Impact: turns a one-line fix into a host-access investigation. Authoring/repairing an inbound script becomes "update → fire a request → if it fails, SSH into the host and read the log → repeat," instead of "validate → read the error → fix."

Suggested fix (pick one or both):

  1. api-method validate --id <int> (CLI #19) backed by a management ValidateApiMethodCommand (#18) that runs CompileAndRegister's compile path and returns the structured diagnostics to the authenticated, role-gated management caller (never the data plane). Mirror template validate.
  2. Surface the last compile state on api-method get — e.g. LastCompileError (string, null when clean) + IsKnownBad (bool) — so an operator can see why a method is failing without re-firing it.
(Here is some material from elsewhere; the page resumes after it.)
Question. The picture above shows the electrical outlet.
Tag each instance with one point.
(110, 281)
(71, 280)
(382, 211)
Keep the data-plane /api/{method} body generic as-is.

2. The _knownBadMethods cache is neither observable per-method nor resettable without a full-replace update

Severity: Low-Medium · Components: Inbound API (#14)
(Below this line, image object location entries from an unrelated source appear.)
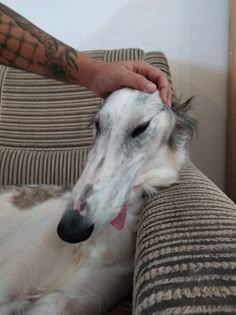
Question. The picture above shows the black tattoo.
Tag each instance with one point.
(60, 58)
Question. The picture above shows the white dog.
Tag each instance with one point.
(72, 252)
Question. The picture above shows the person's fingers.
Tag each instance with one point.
(154, 74)
(138, 81)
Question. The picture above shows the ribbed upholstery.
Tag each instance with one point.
(186, 250)
(45, 125)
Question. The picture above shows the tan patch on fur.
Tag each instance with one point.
(29, 196)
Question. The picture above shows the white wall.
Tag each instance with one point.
(192, 33)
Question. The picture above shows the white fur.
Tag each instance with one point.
(42, 275)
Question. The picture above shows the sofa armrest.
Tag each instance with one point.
(186, 250)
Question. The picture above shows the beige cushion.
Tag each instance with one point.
(45, 125)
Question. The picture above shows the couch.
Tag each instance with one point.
(185, 260)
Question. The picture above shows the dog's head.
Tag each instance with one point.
(139, 143)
Symptom: Once a method's script fails to compile, its name is recorded in an in-memory bad-methods set and every later request short-circuits to the generic message without recompiling. Consequences observed/known:

  • Fixing the stored script directly in the config DB does not take effect — the running process keeps serving the compile-failed message until a management UpdateApiMethod (which calls CompileAndRegister) or a service restart. (This is exactly why one of the three methods this session, MesMoveIn, had to be re-saved via the management API even though its stored script was already fine.)
  • There is no way to see whether a given method is currently in the bad set (only an aggregate internal int KnownBadMethodCount, not exposed to any client), and no lightweight way to force a recompile short of a full-entity replace.

Root cause: InboundScriptExecutor (InboundScriptExecutor.cs):

  • declares the cache at :39 (ConcurrentDictionary<string, byte> _knownBadMethods),
  • short-circuits on it at :58 / :298, adds to it at :62,
  • and clears an entry in exactly one placeCompileAndRegister (:103, removal at :118). A direct DB row edit never runs CompileAndRegister, so the stale entry persists.

The cache itself is correct and desirable (it stops every request re-running a doomed Roslyn compile). The gap is purely observability + a targeted reset.

Suggested fix:

  • Expose per-method state via the item-1 fix (IsKnownBad / LastCompileError on api-method get).
  • Add a lightweight api-method recompile --id (management RecompileApiMethodCommand) that re-runs CompileAndRegister for one method without requiring the caller to round-trip the whole entity (script + timeout + parameterDefinitions + returnDefinition) — today UpdateApiMethod is full-replace, so an operator must re-send every field just to bust the cache. This is the smaller, lower-risk sibling of item 1's validate verb.